Tout cela peut se comprendre simplement. L’erreur est de confondre les stocks et les flux. La dette est un stock, le PIB est un flux. La stratégie de la rigueur consiste à prélever sur le flux pour abonder le stock. Sauf que ce flux est un flux circulaire. Toute dépense d’un agent économique est une recette pour un autre agent économique. En prélevant sur les dépenses, on diminue le volume du flux et donc la capacité à prélever plus tard sur les recettes qu’auraient entraînées ces dépenses. Imaginons de l’eau qui circule dans un bassin en circuit fermée. S’il y a cent litres d’eau qui circule, vous ne pourrez certainement pas remplir un seau de 120 litres en prélevant l’eau du bassin.

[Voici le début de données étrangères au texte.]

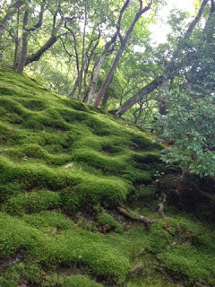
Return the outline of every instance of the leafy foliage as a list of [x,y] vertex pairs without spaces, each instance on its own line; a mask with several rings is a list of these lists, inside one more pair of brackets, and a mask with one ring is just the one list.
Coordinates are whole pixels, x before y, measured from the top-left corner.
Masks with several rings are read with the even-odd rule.
[[161,159],[176,162],[201,177],[215,175],[215,102],[213,97],[175,92],[169,95],[169,112],[159,115],[166,139],[176,141]]

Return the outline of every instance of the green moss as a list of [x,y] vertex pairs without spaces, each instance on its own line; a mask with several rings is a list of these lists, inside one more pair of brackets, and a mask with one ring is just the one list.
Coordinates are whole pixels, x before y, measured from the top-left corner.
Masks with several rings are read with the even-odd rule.
[[33,213],[41,210],[53,209],[60,205],[60,196],[47,190],[20,194],[10,198],[4,208],[12,215]]
[[102,213],[101,214],[99,215],[98,218],[98,222],[99,225],[108,225],[108,230],[113,230],[116,232],[122,233],[123,228],[120,223],[118,223],[113,216],[107,213]]
[[168,207],[150,228],[116,212],[158,219],[164,167],[149,133],[2,66],[0,77],[1,286],[215,284],[211,225]]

Voilà pourquoi le plan de sauvetage de Chypre change tout. Pour la première fois, les autorités européennes ont admis qu’on pouvait gérer un problème de stocks par… un prélèvement sur les stocks, et que la meilleure façon de le faire c’était de diminuer d’autorité les dettes et les créances. En effet, quelle que soit la manière dont on le prend, le plan européen de taxation des comptes bancaires revient à un plan de restructuration des dettes.

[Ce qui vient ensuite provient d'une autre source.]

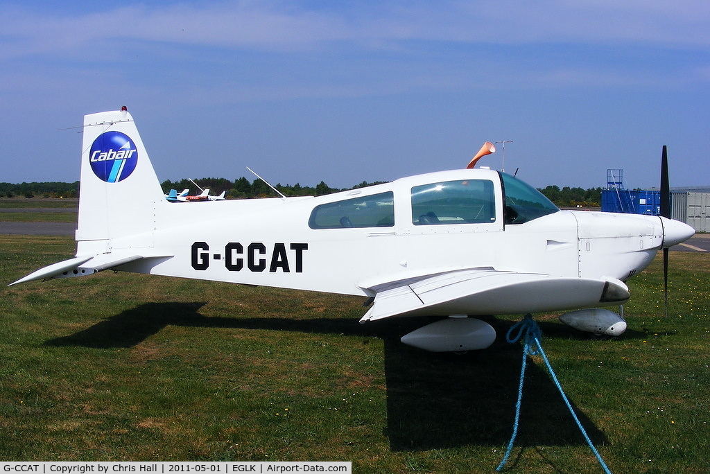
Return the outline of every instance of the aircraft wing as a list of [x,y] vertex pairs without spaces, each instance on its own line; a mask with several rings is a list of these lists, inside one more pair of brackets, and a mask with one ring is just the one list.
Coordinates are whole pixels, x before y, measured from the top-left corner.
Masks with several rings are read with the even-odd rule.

Chypre : laboratoire d’une solution nouvelle ?

En quoi a consisté ce plan ? Les banque chypriotes sont en situation de faillite. Elles ont besoin de 17 milliards d’euros. Une partie de ces 17 milliards devait être financée par l’État chypriote via un prêt de 10 milliards accordé par les autres États européens, ce surcroît de dette publique devant être remboursé par d’absurdes mesures d’austérité. C’est le jeu classique de la socialisation des pertes auquel la Troïka nous a habitué. Mais c’est dans l’autre partie que réside l’originalité du plan : taxer les dépôts et l’épargne des clients des banques chypriotes. En effet, les déposants sont aussi les principaux créanciers des banques. C’est bien une partie de cet argent qui a été mal placé et qui a été perdu. Si on laissait les banques chypriotes faire faillite, la plus grande partie des 17 milliards d’euros de pertes serait de toute façon payée par leurs clients. Au final, le plan a donc consisté à ne faire contribuer les déposants qu’à hauteur de 7 milliards. 7 milliards de créances et de dettes qui ont disparues en quelques heures, soit l’équivalent du tiers du PIB de l’île.

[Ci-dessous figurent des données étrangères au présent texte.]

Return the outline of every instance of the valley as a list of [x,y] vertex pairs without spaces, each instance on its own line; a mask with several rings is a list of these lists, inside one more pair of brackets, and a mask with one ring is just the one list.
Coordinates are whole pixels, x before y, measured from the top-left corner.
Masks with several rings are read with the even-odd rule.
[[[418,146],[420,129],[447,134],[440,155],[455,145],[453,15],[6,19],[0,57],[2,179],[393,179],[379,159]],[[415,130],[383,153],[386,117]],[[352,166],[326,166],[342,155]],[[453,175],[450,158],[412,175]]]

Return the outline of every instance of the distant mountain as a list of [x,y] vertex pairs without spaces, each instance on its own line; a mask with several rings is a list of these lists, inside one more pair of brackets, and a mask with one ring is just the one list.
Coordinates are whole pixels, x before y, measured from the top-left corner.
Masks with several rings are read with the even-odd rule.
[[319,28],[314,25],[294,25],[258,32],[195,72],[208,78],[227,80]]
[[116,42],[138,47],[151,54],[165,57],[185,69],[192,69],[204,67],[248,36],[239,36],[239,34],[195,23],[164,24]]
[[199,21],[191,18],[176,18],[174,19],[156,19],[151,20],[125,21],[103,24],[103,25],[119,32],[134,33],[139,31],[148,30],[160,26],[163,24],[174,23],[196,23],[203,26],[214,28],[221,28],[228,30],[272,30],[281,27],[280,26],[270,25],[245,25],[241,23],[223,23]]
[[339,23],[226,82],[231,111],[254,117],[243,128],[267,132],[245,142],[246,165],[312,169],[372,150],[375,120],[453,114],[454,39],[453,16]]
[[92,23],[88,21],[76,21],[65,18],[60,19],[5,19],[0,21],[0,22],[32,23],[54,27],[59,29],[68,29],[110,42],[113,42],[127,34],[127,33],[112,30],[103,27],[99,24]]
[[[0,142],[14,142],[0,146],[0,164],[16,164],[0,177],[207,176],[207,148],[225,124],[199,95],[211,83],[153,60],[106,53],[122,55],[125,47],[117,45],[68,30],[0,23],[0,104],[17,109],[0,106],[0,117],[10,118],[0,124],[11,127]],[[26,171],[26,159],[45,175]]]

Certes, de l’argent qui disparaît, cela signifie bien un appauvrissement de la population. Mais ce n’est pas le même argent que celui qu’on taxe lorsqu’on mène une politique d’austérité. Ici, il s’agit d’argent stocké dans les comptes d’épargne et qui n’avait pas forcément vocation à être dépensé dans l’immédiat. C’est en quelque sorte un argent stérile qui n’alimente pas le flux économique, surtout si l’on considère que l’on parle d’une taxe qui ne devrait concerner que les sommes supérieures à 100 000 euros.

L’alternative à l’austérité : faire payer les créanciers

Au final, le plan chypriote est le signe d’un vrai changement de paradigme. On commence à comprendre que ce ne sera pas par le remboursement des dettes que se réglera la crise européenne, mais par l’organisation d’une restructuration globale des dettes. Cette restructuration impliquera mécaniquement des pertes pour les créanciers, c’est à dire pour toute personne qui aura accumulé des stocks de créances et d’argent dans le système financier européen.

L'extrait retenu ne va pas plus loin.